In terms of cost, duckweed takes the lead. As you can get about 500 of these for about $4-$6. Whereas, 12-14 frogbits can cost you around $14-$20.
Moreover, you’ll also need fertilizer for each of these. This will add another $25-$50 depending on your tank size. Glosso Factory and Aqueon Aquarium Plant Fertilizer are the best budget-friendly options out there.
Also, an added bonus is that these plants are a one-time purchase. Because they’ll double in number every 2-3 weeks.
So, Which One is Better: Our Recommendation
Now, duckweeds are comparatively easier to maintain. Moreover, these serve as great food, shade, and oxygenator for your tank. Price-wise, duckweed takes the lead as well moreover, they double in number faster!
On the other hand, frogbits might take a little more maintenance. But they are very aesthetically pleasing. So, if you’re solely looking for the ornamental look frogbit might be your calling! If you still want to clear out your confusion, check out a comparison between frogbit and salvinia minima.
Fish-wise, if you have a shrimp tank, go for the duckweeds. But, in case you have a betta fish tank, choose frogbits.

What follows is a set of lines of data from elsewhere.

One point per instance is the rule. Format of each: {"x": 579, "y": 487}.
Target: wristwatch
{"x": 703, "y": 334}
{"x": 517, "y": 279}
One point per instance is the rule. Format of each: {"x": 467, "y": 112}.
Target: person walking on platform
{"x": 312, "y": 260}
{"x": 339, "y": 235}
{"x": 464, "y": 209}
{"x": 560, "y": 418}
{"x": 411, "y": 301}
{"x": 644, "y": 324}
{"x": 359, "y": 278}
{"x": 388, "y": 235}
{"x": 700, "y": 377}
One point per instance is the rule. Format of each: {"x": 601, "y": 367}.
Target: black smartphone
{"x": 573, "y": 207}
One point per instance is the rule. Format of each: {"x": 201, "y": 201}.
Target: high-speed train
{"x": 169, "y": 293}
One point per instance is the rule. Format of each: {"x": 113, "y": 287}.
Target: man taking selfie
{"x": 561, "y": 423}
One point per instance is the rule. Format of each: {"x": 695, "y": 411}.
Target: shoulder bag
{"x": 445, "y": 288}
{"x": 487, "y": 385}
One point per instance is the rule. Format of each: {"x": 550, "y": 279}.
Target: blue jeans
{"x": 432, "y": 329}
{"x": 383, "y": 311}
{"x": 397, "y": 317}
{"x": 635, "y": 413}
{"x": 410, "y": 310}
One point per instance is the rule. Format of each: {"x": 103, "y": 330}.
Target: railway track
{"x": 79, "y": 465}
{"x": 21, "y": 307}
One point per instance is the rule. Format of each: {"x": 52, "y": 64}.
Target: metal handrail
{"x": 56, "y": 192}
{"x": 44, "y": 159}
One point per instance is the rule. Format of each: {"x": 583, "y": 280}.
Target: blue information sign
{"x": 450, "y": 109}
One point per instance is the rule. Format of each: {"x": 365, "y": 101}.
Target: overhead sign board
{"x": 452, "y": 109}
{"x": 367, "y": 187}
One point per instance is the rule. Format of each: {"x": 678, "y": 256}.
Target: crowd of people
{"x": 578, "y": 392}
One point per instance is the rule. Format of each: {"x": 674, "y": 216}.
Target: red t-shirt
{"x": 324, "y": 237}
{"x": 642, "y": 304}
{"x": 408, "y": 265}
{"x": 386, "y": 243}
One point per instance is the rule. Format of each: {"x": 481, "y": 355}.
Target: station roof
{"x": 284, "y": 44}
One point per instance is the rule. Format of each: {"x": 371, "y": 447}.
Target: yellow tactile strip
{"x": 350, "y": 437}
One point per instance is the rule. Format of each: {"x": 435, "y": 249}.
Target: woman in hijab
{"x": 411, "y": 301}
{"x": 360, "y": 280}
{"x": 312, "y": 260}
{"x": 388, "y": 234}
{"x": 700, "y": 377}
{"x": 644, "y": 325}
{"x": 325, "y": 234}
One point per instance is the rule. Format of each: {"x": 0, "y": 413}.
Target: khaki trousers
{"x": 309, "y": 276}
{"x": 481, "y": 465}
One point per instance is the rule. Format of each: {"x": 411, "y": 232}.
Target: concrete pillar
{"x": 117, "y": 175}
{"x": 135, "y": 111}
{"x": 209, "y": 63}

So, for the last here is our whole discussion in a nutshell. Have a look and choose your winner-
Well, that’s basically all the details we have on frogbits and duckweeds.
Is Frogbit water lettuce?
No, frogbit and water lettuce are different plants. They look quite the same though as they have clover-like leaves which are lilypad-shaped. That’s why frogbit is sometimes called dwarf water lettuce. However, Frogbit is smaller than water lettuce.
Is Frogbit toxic?
No, frogbits are not at all toxic. They produce oxygen in the water and reduce algae. Frogbit roots trap food for small fish and are underwater plants friendly.
Does duckweed have roots?
Yes, duckweed does have small greenish roots. Their roots are called fronds which are almost invisible. Duckweed absorbs nutrients from the water with the help of these fronds.
That’s basically everything you needed to know before deciding between frogbit vs duckweed. We hope this information helps you to choose between these two!
Now, if you have a small tank but you want to use duckweed, lessen the quantity. Use about 100 plants and observe their growth rate. You can add more if you deem it necessary. But make sure to clean out half every week, otherwise, it’ll be too much!